“Houston, Tranquility Base here. The Eagle has landed,” Neil Armstrong said as the Lunar Module landed on the moon, July 20, 1969.
While the world cheered, Dr. James Faller was running around Lick Observatory in the mountains near San Jose, California, anxiously waiting to run his own experiment. Getting to the moon was already a monumental achievement for science. But for Faller and other scientists back on Earth, the mission was only just beginning as they waited for Buzz Aldrin and Neil Armstrong to deploy their experiments on the lunar surface.
In the 50 years since the moon landing, most of those experiments have stopped working. Except one: Faller’s Laser Ranging Retroreflector, or LRR. Faller had joined JILA, then the Joint Institute for Laboratory Astrophysics, as a fellow.
The LRR is really fairly simple, Faller explained. It’s an array of corner cubes. These fused silicone cubes have one flat surface; the opposite side are three flat surfaces intersecting at perpendicular angels, which gives it a unique property.
“I always say it’s the Mona Lisa of optics,” Faller said. No matter where you stand in the Louvre, the eyes of the Mona Lisa seem to follow you. The corner cube sends light directly back to their source.
Faller thought up the lunar ranging experiment when he was a graduate student at Princeton. Put an array of corner cubes on the moon. Fire a beam of light at it, and time how long it take the signal to return to Earth. Knowing the speed of light, you could then calculate the exact distance from Earth to the moon.
“Does this idea make any sense?” wrote young Faller on his thesis paper. His thesis advisor Dr. Robert Dicke wrote back, “Maybe we can talk about it sometime.”
With the Apollo mission in development, Faller finally had an opportunity to get his experiment to the moon.
“It was simple physics, simple electronics, almost simple optics, but performed over an enormous distance,” Faller said.
The experiment almost didn’t happen. Faller’s experiment didn’t get moved up the priority list until a year or so before the launch. Mission leads began to worry about the amount of time astronauts needed to spend on the surface setting up different possible experiments. The LRR fit the bill. A hundred or so small corner cubes fit in an array the size of a briefcase. All the astronauts had to do was make sure it was level and pointed toward Earth.
As televisions broadcast the landing, Faller waited for the astronauts to report their exact position so he could start lunar ranging. But as the first men on the moon, Armstrong and Aldrin weren’t exactly sure where they were either, at least not within 10 miles.
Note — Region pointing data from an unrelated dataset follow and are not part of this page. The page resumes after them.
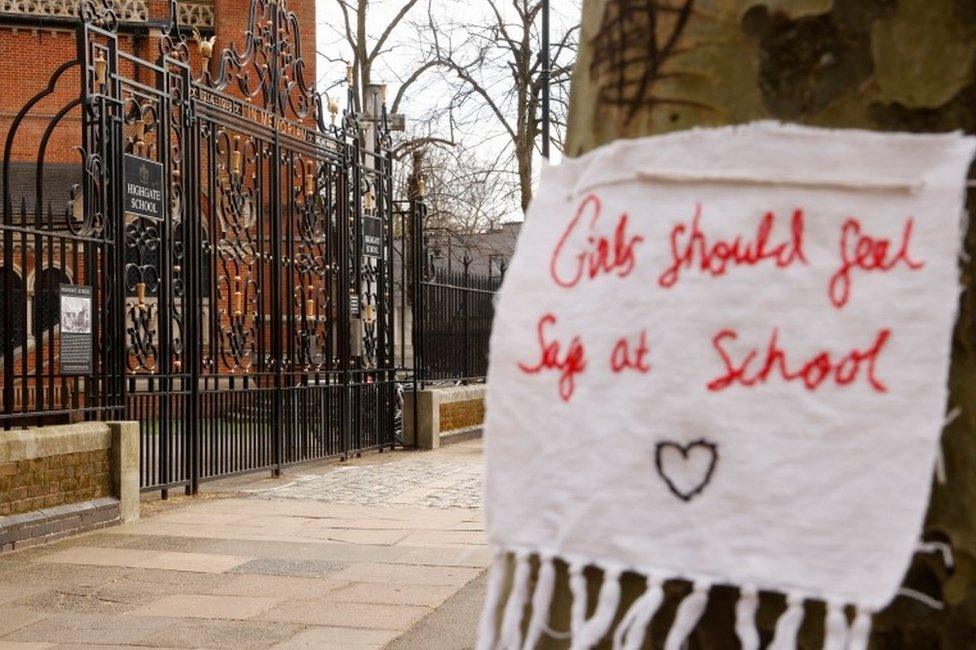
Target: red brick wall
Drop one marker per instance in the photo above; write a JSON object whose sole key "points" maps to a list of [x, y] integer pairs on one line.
{"points": [[27, 485], [30, 56]]}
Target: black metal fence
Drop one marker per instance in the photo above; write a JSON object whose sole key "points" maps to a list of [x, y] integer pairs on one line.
{"points": [[454, 325], [246, 323]]}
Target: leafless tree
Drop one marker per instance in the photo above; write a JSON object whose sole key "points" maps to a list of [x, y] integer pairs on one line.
{"points": [[489, 55], [360, 47]]}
So Faller and his students began hunting and pecking with their laser trying to hit their target on the moon.
“Looking for this thing, which about this big [about the size of a briefcase] within a 10 mile-square on the moon, which is pretty far away, was not a trivial exercise,” Faller said. His former advisor, Dicke, came to the observatory to watch Faller’s ranging experiment play out, and was there when the signal finally bounced back to Earth.
The accuracy of lunar ranging has significantly improved since the first measurements in 1969. Scientists are now able to measure the distance to the moon down to the millimeter – on average 247,692 miles. More importantly, scientists could now accurately measure how that distance changes over time. We learned that the moon is pulling away from Earth at a rate of about 1.5 inches (about 38 millimeters) per year. Judging how its precise distance changes over time also tells us that the moon likely has a liquid core.
Those changes also tell us how gravity affects objects in orbit, and how gravity affects time. These observations confirmed part of Einstein’s theory of general relativity: massive objects distort space-time, which is felt as gravity.
That information is not just for theoretical astrophysics. It has practical applications to modern space exploration. GPS satellites orbiting Earth have to adjust for the slight change in time based on their distance from the center of Earth’s gravity. Without that knowledge, they would give you the wrong position, causing a position error that would increase by about 10 kilometers every day.
While other retroreflectors have since been placed on the moon, the LRR from Apollo 11 is still in use today. Every so often, Faller looks up at the moon from his home in Boulder and thinks about his experiment up there. Getting it there took more just science, he reflected.
“Bob Dicke used to say that he felt he gave us some luck. Science also contains the need for luck, Faller said. “The Apollo program at the point needed some luck. And both our work and the Apollo program were lucky.”